John Vane: Small change hustler in a red baseball cap

John Vane: Small change hustler in a red baseball cap

He jumped aboard the Number 56 by the Pembury estate, starting exactly as he would go on.

“Off at the next stop, driver,” he said sweeping past the cab without paying. He was a tall man, good posture, light grey joggers, off-white Nike top, red baseball cap. Noticeable. Distinctive. Moving down the lower deck, he got directly to the point.

“Small change? Any small change?”

I kept looking straight forward, as you do. I thought I heard a purse rattle to my rear. He didn’t get off at the next stop, but neither did he stick around for long. He disembarked on Dalston Lane, shortly after Hackney Downs station. What was I supposed to do but follow him?

It was a Tuesday evening. The light was starting to fade. A bar across the road was pretty busy. Small Change Man strode across to it and leaned in to the al fresco drinkers’ faces.

“Small change, any small change?”

Nothing doing. Within seconds he’d moved on, walking fast. He spoke to a passer-by.

“Small change, any small change?”

It was the candour of it all that struck me. The utter absence of preliminaries. No rehearsed hard luck story, no self-abasing apology like the ones that assail you on the Overground. Also, the efficiency. He didn’t waste time pleading or wheedling. He heard the body language of rejection in an instant and moved on.

“Small change, any small change?”

I kept walking in parallel with him, wondering where he was heading, speculating about what he might spend any small change he gathered on. If he spotted me, he’d also rejected me, or else simply stuck to targets who were nearer.

“Small change, any small change?”

He was gone so fast from everyone who turned him down, it was like an insult – you have money for me or you don’t exist. A shop door stood open. There were people inside. He plunged in, red cap bobbing, plunged out again, hustled on towards a busy road junction, buttonholing, getting nothing, pacing on.
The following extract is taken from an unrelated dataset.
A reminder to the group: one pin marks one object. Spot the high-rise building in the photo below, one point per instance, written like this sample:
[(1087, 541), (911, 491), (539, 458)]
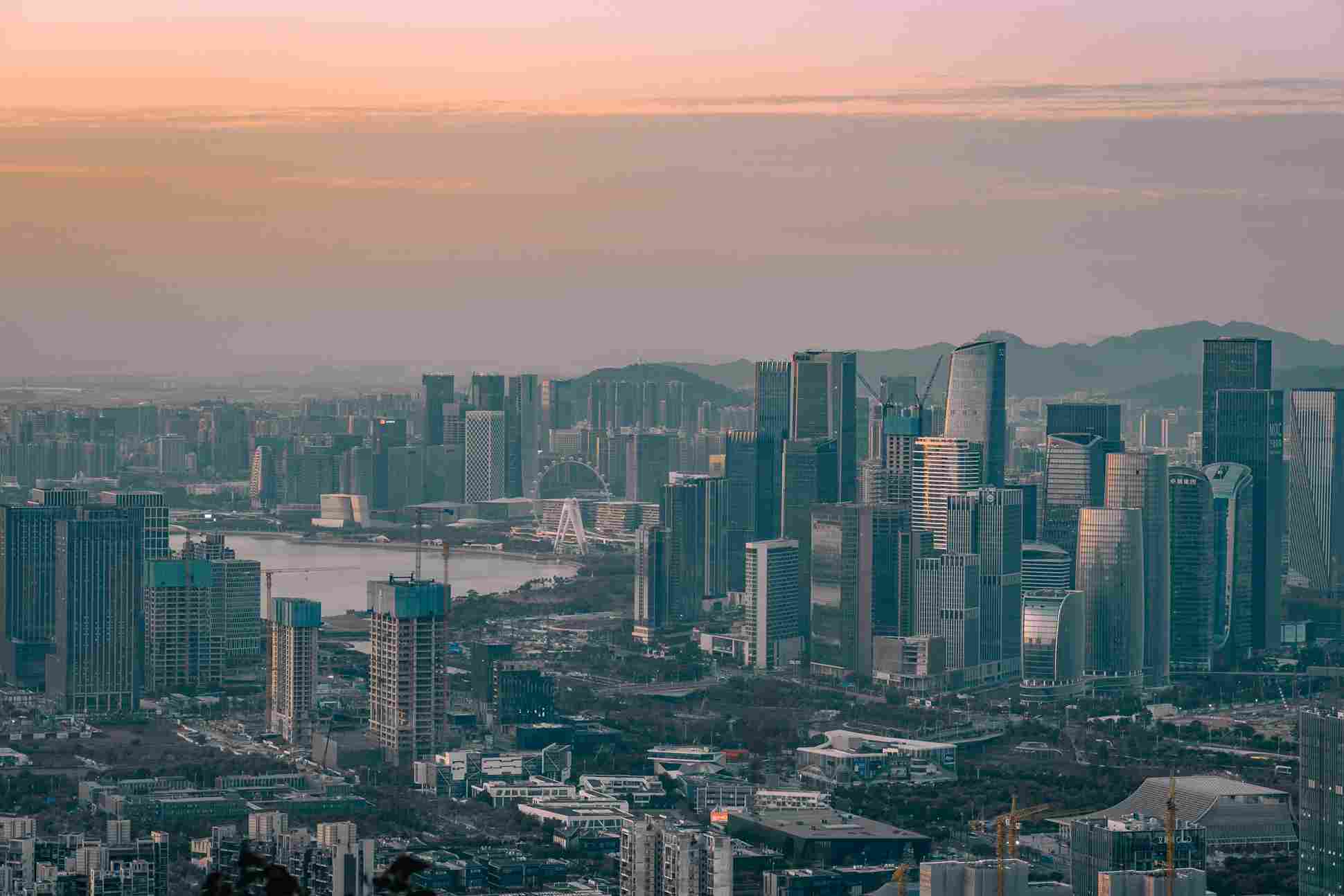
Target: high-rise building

What had he made so far? If he had scored on the bus, it surely wasn’t more than a pound. I had seen no cash change hands since he’d got off. I was puzzled by his stature, his apparent health and vigour. He had presence: the pale clothing standing out, the red cap making a bright contrast on top. He gave the impression of a man going places, but what type of place? Not the type I’d want to go out, I don’t think.

I had to get on board another bus at Dalston Junction – a dinner date awaited me near Islington Green. He bore restlessly down Queensbridge Road. The last I saw of him, he’d ducked into another bar or restaurant. I couldn’t hear him, but I knew what he was saying.